Yesterday, we looked at the folly of Eli. We even touched upon the fact that David also was foolish with his lack of discipline with his son. For both, it cost them dearly. We also took a hard look at ourselves and found that things haven’t changed. We see clearly in the Old Testament that we are supposed to deal swiftly and decidedly for the benefit of all. But what about the New Testament? Do we see any instruction there?
Certainly, we do but perhaps not in a way one may normally think. Let’s take a look at specific instruction from Jesus himself.
Matthew 18:15-20 “If your brother sins against you, go, and tell him his fault, between you and him alone. If he listens to you, you have gained your brother. But if he does not listen, take one or two others along with you, that every charge may be established by the evidence of two or three witnesses. If he refuses to listen to them, tell it to the church. And if he refuses to listen even to the church, let him be to you as a Gentile and a tax collector. Truly, I say to you, whatever you bind on earth shall be bound in heaven, and whatever you loose on earth shall be loosed in heaven. Again I say to you, if two of you agree on earth about anything they ask, it will be done for them by my Father in heaven. For where two or three are gathered in my name, there am I among them.”
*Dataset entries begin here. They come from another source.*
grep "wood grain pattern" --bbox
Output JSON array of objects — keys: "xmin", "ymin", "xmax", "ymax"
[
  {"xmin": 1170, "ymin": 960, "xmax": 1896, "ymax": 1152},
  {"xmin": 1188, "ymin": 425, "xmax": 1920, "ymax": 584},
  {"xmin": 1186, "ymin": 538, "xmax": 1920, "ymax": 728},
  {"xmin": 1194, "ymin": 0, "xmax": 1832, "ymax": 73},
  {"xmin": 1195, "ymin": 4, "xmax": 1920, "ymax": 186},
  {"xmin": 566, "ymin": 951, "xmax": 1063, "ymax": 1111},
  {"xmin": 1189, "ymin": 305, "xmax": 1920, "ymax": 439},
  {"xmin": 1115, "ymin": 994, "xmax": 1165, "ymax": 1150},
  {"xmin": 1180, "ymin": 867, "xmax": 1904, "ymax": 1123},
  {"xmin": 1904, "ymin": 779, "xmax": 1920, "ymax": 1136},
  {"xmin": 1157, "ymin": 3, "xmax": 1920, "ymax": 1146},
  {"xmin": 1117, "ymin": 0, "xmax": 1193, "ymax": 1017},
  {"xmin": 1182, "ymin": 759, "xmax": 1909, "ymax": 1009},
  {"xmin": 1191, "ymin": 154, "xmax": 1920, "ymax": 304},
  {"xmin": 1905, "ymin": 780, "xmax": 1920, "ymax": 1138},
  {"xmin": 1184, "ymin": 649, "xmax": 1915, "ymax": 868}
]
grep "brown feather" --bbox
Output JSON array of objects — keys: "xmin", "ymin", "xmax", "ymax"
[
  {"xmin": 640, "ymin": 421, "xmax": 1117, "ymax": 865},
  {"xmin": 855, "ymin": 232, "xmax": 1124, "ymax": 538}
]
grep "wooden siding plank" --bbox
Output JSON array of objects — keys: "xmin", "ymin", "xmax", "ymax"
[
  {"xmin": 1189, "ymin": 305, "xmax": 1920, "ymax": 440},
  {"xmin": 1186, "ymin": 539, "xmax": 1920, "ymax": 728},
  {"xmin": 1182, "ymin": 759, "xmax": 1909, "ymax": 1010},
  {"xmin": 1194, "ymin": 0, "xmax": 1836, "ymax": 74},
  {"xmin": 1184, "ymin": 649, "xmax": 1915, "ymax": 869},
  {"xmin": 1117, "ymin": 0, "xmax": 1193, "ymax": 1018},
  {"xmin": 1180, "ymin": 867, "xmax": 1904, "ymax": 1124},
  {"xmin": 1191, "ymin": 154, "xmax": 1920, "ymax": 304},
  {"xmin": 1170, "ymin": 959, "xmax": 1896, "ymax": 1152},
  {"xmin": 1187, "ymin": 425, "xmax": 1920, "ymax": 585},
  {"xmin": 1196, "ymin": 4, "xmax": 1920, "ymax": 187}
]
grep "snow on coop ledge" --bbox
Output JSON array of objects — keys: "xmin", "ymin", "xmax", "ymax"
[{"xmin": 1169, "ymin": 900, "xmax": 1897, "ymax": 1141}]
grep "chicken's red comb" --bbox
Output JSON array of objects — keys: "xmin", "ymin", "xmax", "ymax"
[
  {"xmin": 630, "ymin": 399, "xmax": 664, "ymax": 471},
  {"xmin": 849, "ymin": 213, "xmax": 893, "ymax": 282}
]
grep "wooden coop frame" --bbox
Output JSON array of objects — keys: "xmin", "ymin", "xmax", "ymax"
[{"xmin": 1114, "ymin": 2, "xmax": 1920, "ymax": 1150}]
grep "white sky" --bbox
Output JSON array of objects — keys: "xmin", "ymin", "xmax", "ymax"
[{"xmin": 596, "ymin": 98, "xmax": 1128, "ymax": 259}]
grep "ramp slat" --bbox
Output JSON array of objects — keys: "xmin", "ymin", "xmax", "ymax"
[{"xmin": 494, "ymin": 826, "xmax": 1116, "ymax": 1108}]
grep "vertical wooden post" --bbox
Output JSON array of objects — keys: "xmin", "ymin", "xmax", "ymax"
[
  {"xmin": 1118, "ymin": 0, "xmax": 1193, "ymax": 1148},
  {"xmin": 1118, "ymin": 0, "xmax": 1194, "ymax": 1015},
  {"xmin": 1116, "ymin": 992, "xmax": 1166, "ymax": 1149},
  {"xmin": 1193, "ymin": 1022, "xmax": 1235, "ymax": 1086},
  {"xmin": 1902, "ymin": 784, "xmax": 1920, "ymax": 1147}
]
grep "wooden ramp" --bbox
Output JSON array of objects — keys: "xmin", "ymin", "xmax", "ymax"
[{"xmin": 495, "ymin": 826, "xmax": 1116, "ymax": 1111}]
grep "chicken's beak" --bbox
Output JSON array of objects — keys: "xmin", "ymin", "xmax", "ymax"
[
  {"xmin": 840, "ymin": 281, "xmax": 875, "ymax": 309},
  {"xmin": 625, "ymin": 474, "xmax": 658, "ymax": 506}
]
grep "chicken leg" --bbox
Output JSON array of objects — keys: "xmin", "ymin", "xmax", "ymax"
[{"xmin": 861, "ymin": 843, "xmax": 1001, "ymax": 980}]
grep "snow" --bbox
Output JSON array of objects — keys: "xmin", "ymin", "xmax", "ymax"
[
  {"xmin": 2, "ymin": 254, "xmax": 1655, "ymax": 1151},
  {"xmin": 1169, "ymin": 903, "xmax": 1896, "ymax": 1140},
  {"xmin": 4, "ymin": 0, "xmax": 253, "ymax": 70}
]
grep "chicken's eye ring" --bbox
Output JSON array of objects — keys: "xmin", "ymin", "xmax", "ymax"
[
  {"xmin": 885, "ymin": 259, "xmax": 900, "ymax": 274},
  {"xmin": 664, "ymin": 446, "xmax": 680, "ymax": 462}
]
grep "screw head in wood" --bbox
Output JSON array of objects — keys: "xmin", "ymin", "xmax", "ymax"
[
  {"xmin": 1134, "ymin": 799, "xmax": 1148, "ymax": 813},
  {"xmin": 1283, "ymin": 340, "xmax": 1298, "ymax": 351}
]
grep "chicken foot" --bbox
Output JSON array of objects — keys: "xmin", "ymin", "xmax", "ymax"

Is it possible that Jesus would include family dysfunction in this? I don’t know why he wouldn’t. Let’s take the alcoholic husband/father. Certainly, his behavior is sinful. Certainly, he refuses to put that sin away and be done with it. Certainly, there is significant, long-term harm that he inflicts on his wife and children, not to mention how many others outside of the immediate home.
How long do we put up with this behavior? Seriously. How long? What does Jesus say? Does he say we should act after so many years? It seems to me that his instructions are meant for immediate action. Using the example of the drunkard husband, when was his behavior first a sin? What does the bible say about drunkenness? “And do not get drunk with wine, for that is debauchery, but be filled with the Spirit.” (Ephesians 5:18). It would seem to me that our society tolerates sin far more and longer than the clear instruction of the bible.
Part of the problem is that the wife may like to tip a few back, too. Likely, too, do other family and friends. It’s hard to get one to limit drinking when it is prevalent. Let’s face it, most drinking in our society would be better defined as an orgy. Orgy? Here’s Google’s definition: a wild party, especially one involving excessive drinking and unrestrained sexual activity. While I think group sex is rare, I know of lots of people who have slept with people they shouldn’t have simply because alcohol was involved. I think you have, too. If we are honest with ourselves, orgies are more common than we care to admit and quite often we are happy participants even if we aren’t as carried away as others.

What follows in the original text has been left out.